A mystery, which BBC, four decades after the accident, revealed, supporting their scoop with secret government documents. A bomb was indeed lost, possibly it had sunk into impossible depth. Covered by ice, by mountains of ice. Copenhagen and Washington declared “fake news”, the standard reaction of Donald  Trump  these days, if confronted with unpleasant revelations. All bombs had been recovered, reduced to nuclear dust, but recovered. Where is the bomb? A mystery for Agatha Christie. No scientific answer was given, just reassuring scientific reports were published  that plutonium in the marine environment of Thule presents an “insignificant risk to man”. The accidental destruction of three highly dangerous bombs, the possible loss of the fourth is, no question, a footnote of nuclear disasters. But this incident is also an example for dishonesty of governments, the attempt by politicians to downplay nuclear catastrophes. And more: what does it say about our politicians, scientists, and nuclear managers, that NO country has been able in more than half of a century to find a solution where to store nuclear waste, unbelievable amounts of a lethal legacy? The United States counts 99 active civilian nuclear reactors, of which one third are over 40 years old and within a short period of time ready for decommission. The costs are staggering, as they are in Germany, which decided to fade out of nuclear energy. The funds will be available, but where do the nuclear nations store their waste, their highly dangerous trash? The United States would need two repositories the size of Yucca mountains for its present toxic trash, but  construction of the needed plants will take years and may cost hundreds of billions. The expected waste of Mr. Kim’s nuclear adventure will not put the civilian nuclear authorities or the Pentagon under stress or tension. America has space for Mr. Kim’s trash - aboveground, and just not really secured. The arrival of a dismantled North Korean bomb on American soil would be a tremendous media event, ensuring Donald Trump at least one more paragraph in future history books. The dream, the nightmare though goes on: Nuclear arms are still tempting many nations, despite or because of the North Korean happening.  Mr. Kim’s nuclear armament, his willingness to threaten the United States with a nuclear missile attack, created a diplomatic opening for the dictator, unexpected and surprising.

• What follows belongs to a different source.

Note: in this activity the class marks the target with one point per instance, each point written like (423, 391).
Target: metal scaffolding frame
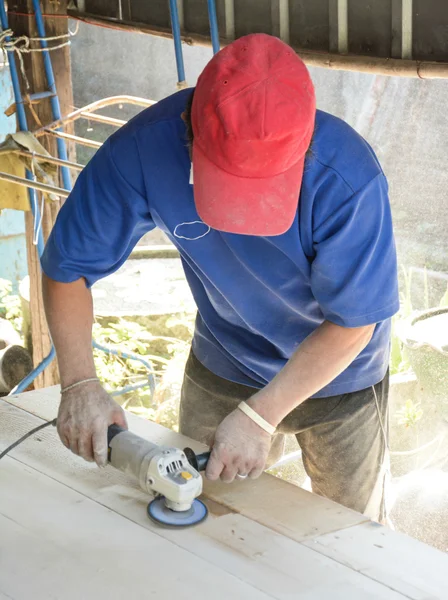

WILL MR. KIM JONG UN HIDE A FEW BOMBS JAMES BOND-LIKE ON AN FORGOTTEN ISLAND? 

Now several countries in the Middle East are pursuing a so called nuclear program as well, quietly, supposedly to produce electricity. Former German Foreign Minister Joschka  Fischer though suspects, the “real intention is a different one.” If Tehran restarts its nuclear armament project, angered and provoked by Trump's decision to tear up the nuclear treaty , Saudi Arabia may counter. Ankara plays with the idea, and Syria may hope again after it lost its nuclear ambition, supported by North Korean scientists and workers (when Israel attacked and destroyed its uncompleted reactor in 2007).  Where will all these new nuclear nations secure their waste? It is an unwanted heritage, which will be around for thousands of years, ever dangerous, and at any moment radiated clouds may escape storage, just one mistake at a reactor, a devastating hurricane, BOOM. Hanford was close to deadly disasters, many times, other plants were and will again be facing death and drama. Do we really know whether Mr Kim Jong Un will not hide a few bombs and ballistic missiles in an unsuspecting location, below a lake or, James Bond-like, somewhere drilled into a forgotten island? Israel’s Prime Minister, who never revealed where his country is securing its nuclear weapons or keeps its waste, tried to accuse Tehran of being already in possession of a bomb, proven by, possibly fabricated, documents. Impossible?  All is possible. No surprise if Trump and his buddy Kim are honored with the Nobel Prize for Peace.